What impacts might climate change have on Chesapeake Bay oysters? Photo via

Editor's note: This is the sixth excerpt from the National Parks Conservation Association's latest report on how climate change is impacting national parks. This section focuses on how climate change is impacting the Chesapeake Bay in general, and oysters specifically. Home to the Captain John Smith Chesapeake National Historic Trail, the health of the bay is being imperiled by the impact of climate change. The entire report can be found at this page.

Whether you call them Eastern oysters, American oysters, Rappahannock oysters, or simply “white gold,” the iconic shellfish plucked from the Chesapeake Bay are a salty delicacy that some think is best served with a dash of horseradish and a squirt of lemon juice. Sadly, it’s a delicacy that is not as abundant as it once was. The Chesapeake once harbored oyster beds so rich and bountiful that they formed reefs. That was the case in 1608 when Capt. John Smith explored the bay and found oysters so thick that ships could run aground on them. The Chesapeake Bay Gateways Network, administered by the National Park System, was established in 2006 to help preserve the rich cultural and natural history of the Bay, including its oystering heritage.

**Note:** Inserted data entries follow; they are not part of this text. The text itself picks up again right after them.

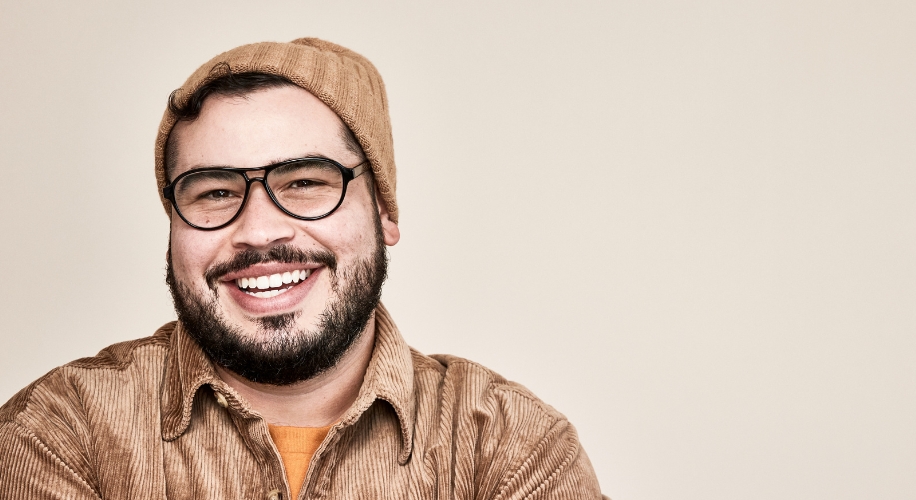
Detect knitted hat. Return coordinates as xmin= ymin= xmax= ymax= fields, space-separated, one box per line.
xmin=156 ymin=38 xmax=398 ymax=223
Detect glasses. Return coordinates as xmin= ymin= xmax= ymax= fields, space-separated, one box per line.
xmin=162 ymin=157 xmax=369 ymax=231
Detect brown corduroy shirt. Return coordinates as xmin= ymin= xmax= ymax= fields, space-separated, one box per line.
xmin=0 ymin=306 xmax=602 ymax=500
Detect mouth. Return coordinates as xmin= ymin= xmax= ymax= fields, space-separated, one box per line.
xmin=235 ymin=269 xmax=312 ymax=299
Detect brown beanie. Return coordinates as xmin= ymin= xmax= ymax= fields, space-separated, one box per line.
xmin=156 ymin=38 xmax=398 ymax=223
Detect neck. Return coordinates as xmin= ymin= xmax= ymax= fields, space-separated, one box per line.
xmin=216 ymin=314 xmax=375 ymax=427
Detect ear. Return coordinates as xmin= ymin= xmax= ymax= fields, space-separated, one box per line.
xmin=375 ymin=188 xmax=401 ymax=246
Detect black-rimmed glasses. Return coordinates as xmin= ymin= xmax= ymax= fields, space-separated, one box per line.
xmin=162 ymin=157 xmax=369 ymax=231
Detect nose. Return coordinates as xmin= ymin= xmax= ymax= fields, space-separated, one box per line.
xmin=230 ymin=181 xmax=296 ymax=248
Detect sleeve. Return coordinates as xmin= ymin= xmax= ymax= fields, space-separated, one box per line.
xmin=0 ymin=421 xmax=101 ymax=500
xmin=496 ymin=419 xmax=608 ymax=500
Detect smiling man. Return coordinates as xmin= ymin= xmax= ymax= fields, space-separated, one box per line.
xmin=0 ymin=39 xmax=601 ymax=500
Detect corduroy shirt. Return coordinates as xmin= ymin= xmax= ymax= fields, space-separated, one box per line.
xmin=0 ymin=306 xmax=606 ymax=500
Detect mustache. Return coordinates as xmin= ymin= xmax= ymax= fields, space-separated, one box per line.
xmin=204 ymin=244 xmax=337 ymax=291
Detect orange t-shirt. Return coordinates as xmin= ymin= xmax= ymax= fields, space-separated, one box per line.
xmin=267 ymin=424 xmax=333 ymax=498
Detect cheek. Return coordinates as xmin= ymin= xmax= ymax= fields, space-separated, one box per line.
xmin=169 ymin=219 xmax=216 ymax=282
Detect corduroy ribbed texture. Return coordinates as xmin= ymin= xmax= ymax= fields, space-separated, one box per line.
xmin=0 ymin=306 xmax=606 ymax=500
xmin=155 ymin=38 xmax=399 ymax=223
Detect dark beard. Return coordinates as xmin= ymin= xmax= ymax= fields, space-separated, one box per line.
xmin=166 ymin=222 xmax=388 ymax=385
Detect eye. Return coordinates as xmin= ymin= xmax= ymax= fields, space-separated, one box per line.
xmin=289 ymin=179 xmax=324 ymax=189
xmin=201 ymin=189 xmax=232 ymax=200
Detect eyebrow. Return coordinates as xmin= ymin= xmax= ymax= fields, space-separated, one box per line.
xmin=175 ymin=153 xmax=337 ymax=173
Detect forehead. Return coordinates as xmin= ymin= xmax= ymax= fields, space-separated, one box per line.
xmin=169 ymin=86 xmax=353 ymax=178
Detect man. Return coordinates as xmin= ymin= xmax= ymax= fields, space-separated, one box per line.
xmin=0 ymin=39 xmax=601 ymax=500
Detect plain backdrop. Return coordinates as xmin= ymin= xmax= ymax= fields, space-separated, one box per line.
xmin=0 ymin=0 xmax=916 ymax=500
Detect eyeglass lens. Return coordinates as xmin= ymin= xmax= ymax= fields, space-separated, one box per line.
xmin=175 ymin=159 xmax=344 ymax=228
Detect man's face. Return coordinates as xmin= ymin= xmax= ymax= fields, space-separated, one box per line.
xmin=169 ymin=86 xmax=399 ymax=384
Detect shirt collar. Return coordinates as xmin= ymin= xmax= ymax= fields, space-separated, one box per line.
xmin=160 ymin=303 xmax=416 ymax=464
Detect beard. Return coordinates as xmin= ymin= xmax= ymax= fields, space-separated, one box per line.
xmin=166 ymin=220 xmax=388 ymax=386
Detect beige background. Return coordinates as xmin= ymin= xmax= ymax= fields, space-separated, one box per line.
xmin=0 ymin=0 xmax=916 ymax=500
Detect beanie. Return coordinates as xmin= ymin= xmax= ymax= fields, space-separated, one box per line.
xmin=156 ymin=38 xmax=398 ymax=223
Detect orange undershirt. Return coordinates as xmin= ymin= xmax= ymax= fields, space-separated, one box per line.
xmin=267 ymin=424 xmax=333 ymax=498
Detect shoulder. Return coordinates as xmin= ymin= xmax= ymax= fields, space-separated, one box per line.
xmin=413 ymin=351 xmax=601 ymax=499
xmin=413 ymin=351 xmax=577 ymax=451
xmin=0 ymin=322 xmax=175 ymax=427
xmin=411 ymin=350 xmax=565 ymax=422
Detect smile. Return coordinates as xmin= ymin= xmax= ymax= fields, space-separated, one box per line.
xmin=235 ymin=269 xmax=312 ymax=299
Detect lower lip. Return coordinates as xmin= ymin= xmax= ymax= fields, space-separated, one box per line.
xmin=223 ymin=267 xmax=324 ymax=314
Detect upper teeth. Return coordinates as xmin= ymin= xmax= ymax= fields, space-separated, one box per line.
xmin=235 ymin=269 xmax=312 ymax=290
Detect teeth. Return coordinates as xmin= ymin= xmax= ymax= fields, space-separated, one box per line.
xmin=235 ymin=269 xmax=312 ymax=298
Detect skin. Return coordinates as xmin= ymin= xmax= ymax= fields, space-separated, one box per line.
xmin=170 ymin=87 xmax=400 ymax=427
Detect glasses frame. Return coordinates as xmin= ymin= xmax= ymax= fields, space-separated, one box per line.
xmin=162 ymin=156 xmax=370 ymax=231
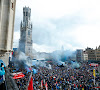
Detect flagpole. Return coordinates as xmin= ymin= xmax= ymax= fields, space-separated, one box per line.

Today, Chesapeake Bay’s oyster population is estimated to be less than one percent of what it was in the 1800s. Although natural oyster beds can still be found in the Chesapeake, their dramatic decline over the years due to pollution, over-harvesting, and disease has had a far-reaching effect on the overall health of Chesapeake Bay. Oysters filter water, feeding on algae and removing pollutants, sediments, and excess nutrients from the water column. Fewer oysters means less water-cleansing by these miniature filtration systems. Once there were enough oysters in the Chesapeake Bay, whose overall watershed represents the country’s largest estuary, to filter all the bay water in as little as a week; these days it takes the resident oysters a year to accomplish the same task. And now climate change has been added to the stresses affecting the oysters. Warming bay waters associated with climate change, particularly in winter months, are responsible for the survival and virulence of a parasite that is killing the oysters.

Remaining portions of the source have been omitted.